Aspen is currently in the process of rolling out its own treatment program for its employees, as other companies have already done, including mining giant Anglo American. Anglo decided that spending money on anti-retrovirals would, in the end, be cheaper than having to train thousands of new workers to replace the ones who were dying of AIDS.
But for Aspen Pharmacare, another part of the puzzle was the desire to show the South African government and the world that it is possible to produce a local solution to Africa's greatest crisis.
"To my way of thinking, Stavudine was symbolic," he said. "More than the actual medicine, it was symbolic of the fact that South Africa could come up with a solution. .... What we're hoping is that government will pick up not only on the supply of medicine, but the building of a capacity. Because today, it's AIDS - what's the disease going to be tomorrow? Is Africa going to go back again to the West and say, please, drop it in our hands? Or are we going to start taking ownership of these problems and developing our own solution?"
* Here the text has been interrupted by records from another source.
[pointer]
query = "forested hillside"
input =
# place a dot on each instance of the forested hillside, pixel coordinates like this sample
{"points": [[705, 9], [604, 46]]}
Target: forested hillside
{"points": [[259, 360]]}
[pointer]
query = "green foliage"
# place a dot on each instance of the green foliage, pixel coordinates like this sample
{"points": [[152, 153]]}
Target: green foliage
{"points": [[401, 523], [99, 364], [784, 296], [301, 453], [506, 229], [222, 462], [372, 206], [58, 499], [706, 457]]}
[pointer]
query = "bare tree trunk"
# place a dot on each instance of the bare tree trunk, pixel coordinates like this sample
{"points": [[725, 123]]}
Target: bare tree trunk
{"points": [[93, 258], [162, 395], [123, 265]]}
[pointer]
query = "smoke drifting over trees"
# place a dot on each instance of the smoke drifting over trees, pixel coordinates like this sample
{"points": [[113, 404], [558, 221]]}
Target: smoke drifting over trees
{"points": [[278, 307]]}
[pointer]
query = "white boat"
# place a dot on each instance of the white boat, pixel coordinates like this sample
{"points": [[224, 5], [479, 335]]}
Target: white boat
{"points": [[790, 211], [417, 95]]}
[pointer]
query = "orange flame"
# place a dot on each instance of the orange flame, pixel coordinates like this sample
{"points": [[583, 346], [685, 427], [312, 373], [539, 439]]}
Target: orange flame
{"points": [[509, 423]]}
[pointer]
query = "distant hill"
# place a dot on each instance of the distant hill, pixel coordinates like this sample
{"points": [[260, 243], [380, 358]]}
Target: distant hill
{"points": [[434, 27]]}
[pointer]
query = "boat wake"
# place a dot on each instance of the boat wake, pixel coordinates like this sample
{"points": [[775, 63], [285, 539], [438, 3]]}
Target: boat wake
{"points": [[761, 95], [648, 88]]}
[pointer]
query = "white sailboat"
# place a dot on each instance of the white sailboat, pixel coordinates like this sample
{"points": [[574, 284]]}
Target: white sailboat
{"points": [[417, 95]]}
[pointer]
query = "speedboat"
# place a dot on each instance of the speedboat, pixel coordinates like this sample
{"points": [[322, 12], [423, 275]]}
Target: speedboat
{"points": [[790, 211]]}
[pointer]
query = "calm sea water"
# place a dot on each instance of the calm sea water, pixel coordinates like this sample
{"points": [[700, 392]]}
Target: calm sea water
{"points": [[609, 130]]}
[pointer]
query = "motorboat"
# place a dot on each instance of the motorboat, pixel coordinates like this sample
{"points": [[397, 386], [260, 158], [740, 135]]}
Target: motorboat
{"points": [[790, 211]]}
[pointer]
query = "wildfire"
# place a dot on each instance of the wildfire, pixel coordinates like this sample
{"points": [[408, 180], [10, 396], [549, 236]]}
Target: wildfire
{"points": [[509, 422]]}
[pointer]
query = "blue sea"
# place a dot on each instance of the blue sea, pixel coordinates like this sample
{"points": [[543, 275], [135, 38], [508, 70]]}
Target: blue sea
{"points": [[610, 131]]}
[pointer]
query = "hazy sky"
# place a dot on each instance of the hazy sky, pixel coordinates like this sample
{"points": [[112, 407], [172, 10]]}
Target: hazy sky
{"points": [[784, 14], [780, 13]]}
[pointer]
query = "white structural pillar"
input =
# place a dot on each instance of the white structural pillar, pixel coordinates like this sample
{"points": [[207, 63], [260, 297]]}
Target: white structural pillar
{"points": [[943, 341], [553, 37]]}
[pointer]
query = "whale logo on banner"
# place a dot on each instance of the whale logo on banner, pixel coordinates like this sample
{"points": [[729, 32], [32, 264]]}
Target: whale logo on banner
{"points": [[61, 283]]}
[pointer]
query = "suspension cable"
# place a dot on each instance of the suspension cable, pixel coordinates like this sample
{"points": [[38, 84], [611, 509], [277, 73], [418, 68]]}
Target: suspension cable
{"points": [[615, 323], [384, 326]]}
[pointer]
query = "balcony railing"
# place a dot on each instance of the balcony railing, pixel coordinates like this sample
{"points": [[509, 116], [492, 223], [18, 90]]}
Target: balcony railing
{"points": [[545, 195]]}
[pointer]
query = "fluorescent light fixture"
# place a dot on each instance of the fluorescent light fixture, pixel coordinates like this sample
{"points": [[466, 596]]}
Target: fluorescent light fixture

Aspen Pharmacare and three Indian drug makers have signed an agreement with the Clinton Foundation, set up by former U.S. President Bill Clinton to manufacture low-priced generic anti-retrovirals for nine countries in Africa and the Caribbean. As part of the deal, the companies agreed to open their books to Clinton Foundation experts, who found ways of cutting the prices of the drugs even lower than they had been.
The foundation says only about $50,000 people in sub-Saharan Africa are currently on anti-retroviral therapy, while another four million people need it right now.